Our data is consistent with prior prospective data, [18] which showed that patients treated with SABR for metachronous cancer had equivalent or even higher OS than those treated for stage I primary lung cancer. However, it should be noted that the OS of these patients were calculated from the primary cancer and not the diagnosis of their metachronous cancer, which causes a survivor bias. Since this bias is closely related to the stage of diagnosis, we chose to include only patients with stage I lung cancer. To our knowledge, only four studies evaluating SABR treatment of a second lung cancer analyzed survival from the second cancer rather than the first [14, 17,18,19], of which only 2 studies [17, 18] included patients with metachronous lung cancer. Studying this particular population is of major importance, indeed the treatment planning of previously irradiated patients represents a challenge regarding dosimetry constraints and patients’ therapeutic adhesion.
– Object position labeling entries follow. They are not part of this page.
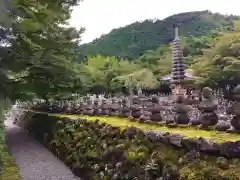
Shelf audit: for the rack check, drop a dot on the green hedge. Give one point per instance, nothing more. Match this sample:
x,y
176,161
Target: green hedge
x,y
8,169
96,151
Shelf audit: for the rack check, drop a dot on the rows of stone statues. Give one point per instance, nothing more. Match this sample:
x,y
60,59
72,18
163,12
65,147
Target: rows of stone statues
x,y
146,109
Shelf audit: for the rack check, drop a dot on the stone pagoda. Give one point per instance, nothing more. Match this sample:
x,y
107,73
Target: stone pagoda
x,y
178,66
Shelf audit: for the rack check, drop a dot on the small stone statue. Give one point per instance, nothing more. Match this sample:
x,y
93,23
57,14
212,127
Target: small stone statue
x,y
155,110
126,110
235,110
115,107
208,116
136,107
96,108
89,108
181,116
104,108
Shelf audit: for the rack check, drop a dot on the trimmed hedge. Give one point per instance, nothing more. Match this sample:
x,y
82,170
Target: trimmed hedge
x,y
95,151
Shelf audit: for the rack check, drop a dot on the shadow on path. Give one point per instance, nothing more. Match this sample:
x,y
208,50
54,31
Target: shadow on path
x,y
34,160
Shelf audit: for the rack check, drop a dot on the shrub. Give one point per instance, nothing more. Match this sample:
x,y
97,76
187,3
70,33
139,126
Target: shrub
x,y
100,151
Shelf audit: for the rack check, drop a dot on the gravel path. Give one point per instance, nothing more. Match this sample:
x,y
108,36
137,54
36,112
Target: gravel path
x,y
34,161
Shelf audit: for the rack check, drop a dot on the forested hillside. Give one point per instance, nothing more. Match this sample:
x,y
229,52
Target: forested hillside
x,y
133,40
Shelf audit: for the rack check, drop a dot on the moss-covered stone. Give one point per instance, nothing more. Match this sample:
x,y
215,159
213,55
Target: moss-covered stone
x,y
8,168
94,149
190,132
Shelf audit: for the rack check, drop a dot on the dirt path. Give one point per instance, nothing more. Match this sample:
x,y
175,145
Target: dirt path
x,y
34,161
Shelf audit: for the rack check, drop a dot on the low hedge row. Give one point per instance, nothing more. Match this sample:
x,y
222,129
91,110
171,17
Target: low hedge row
x,y
99,151
8,168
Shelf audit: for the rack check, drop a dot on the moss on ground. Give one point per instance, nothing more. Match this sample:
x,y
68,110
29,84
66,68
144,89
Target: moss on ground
x,y
97,143
9,170
190,132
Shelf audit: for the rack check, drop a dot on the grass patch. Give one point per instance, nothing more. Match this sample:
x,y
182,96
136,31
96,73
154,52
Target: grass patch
x,y
9,170
190,132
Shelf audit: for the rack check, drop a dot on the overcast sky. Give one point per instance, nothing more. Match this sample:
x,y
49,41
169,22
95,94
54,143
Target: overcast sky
x,y
101,16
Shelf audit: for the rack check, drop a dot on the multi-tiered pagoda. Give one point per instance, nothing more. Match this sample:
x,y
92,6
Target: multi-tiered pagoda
x,y
178,74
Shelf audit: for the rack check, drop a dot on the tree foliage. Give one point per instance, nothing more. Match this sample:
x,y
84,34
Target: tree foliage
x,y
132,40
37,50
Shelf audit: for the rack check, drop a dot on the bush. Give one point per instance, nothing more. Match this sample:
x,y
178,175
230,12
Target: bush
x,y
8,169
94,150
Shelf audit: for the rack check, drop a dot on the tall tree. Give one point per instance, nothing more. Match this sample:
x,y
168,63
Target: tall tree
x,y
40,51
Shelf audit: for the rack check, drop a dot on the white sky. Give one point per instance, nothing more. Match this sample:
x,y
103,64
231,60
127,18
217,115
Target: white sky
x,y
101,16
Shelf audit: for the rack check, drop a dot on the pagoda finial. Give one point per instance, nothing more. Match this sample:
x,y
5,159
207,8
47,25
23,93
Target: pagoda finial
x,y
176,32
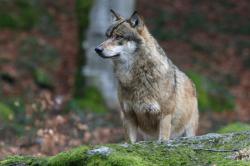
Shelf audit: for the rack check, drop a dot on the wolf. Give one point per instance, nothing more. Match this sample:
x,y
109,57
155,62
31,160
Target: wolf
x,y
157,99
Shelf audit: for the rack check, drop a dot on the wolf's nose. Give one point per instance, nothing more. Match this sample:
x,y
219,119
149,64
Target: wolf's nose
x,y
98,50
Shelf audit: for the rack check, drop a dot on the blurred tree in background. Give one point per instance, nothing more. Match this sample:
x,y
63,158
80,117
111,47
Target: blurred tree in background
x,y
45,106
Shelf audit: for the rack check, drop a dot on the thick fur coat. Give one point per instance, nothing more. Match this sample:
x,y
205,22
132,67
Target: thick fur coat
x,y
157,99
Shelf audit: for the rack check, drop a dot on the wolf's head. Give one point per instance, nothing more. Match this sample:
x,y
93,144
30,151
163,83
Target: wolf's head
x,y
123,37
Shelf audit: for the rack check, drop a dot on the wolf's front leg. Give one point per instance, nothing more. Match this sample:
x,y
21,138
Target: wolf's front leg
x,y
164,128
130,129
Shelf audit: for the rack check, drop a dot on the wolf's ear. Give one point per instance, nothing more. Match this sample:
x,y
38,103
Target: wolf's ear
x,y
115,16
135,20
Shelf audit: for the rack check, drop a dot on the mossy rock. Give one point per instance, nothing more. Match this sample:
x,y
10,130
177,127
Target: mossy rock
x,y
210,149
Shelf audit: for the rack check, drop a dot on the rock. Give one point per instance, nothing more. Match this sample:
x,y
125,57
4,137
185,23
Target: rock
x,y
211,149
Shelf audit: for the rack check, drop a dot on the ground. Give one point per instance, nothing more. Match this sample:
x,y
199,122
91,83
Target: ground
x,y
211,149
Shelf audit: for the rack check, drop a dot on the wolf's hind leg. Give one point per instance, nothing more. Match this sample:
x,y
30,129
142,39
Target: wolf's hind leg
x,y
130,127
191,127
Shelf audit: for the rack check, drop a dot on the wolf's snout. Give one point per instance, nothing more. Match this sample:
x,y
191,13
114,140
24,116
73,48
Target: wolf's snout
x,y
99,50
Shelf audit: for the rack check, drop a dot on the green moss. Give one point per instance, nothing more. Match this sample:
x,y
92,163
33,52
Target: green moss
x,y
73,157
6,113
235,127
21,160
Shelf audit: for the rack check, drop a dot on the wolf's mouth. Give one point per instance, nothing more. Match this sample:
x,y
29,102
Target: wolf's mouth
x,y
106,57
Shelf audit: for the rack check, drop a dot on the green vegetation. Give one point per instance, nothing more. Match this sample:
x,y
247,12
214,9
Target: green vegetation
x,y
5,112
211,96
82,10
211,149
235,127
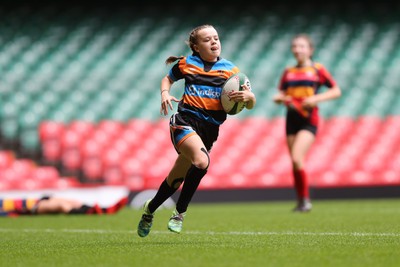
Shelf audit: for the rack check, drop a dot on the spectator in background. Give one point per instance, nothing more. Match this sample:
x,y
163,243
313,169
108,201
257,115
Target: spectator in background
x,y
299,92
54,205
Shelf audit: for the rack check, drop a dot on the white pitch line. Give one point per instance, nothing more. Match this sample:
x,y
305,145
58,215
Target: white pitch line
x,y
244,233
Of note, we underline an important limitation of this work related to the small number of patients in the MLC cohort which would require a larger cohort to strengthen these results and ensure the absence of statistical difference in outcomes of patients. Indeed, the local control curve in the MLC cohort appears to shift to the advantage of PLC cohort; an increase in study power could potentially reveal a statistical signal. In our study, local control of MLC was 72.6%, which is lower than a previous work [18] reporting at least 90.3% of local control in these patients, however the definition of metachronous patients included in this study is not as we defined in our study; indeed, we used a restrictive definition of metachronous patients.
The discovery of a lung nodule or mass in a patient previously treated for lung cancer is a situation that is not uncommon, with an incidence of a second lung cancer estimated to be between 1.5 and 3% per year per patient [26], especially in active smokers. If intra-lobar resection confers excellent results and is both therapeutic and diagnostic for operable patients [35].
Conclusion
In conclusion, our results show that SABR is safe and effective treatment for stage I metachronous lung cancer, with outcomes not significatively different to primary stage I lung cancer, with the proviso of a limited power in this present study. With over 4 years of follow-up, utilizing the follow-up from the diagnosis of the second metachronous cancer to avoid survivor bias, this study allows a fair representation between the long-term outcomes of primary versus metachronous NSCLC. However, these findings must be handled with the limitations related to the retrospective nature of our study, the bias of classification of oligometastatic versus metachronous lung cancer, and limited power due to a small number of patients with metachronous lung cancer.
Larger scale studies are required to confirm these results.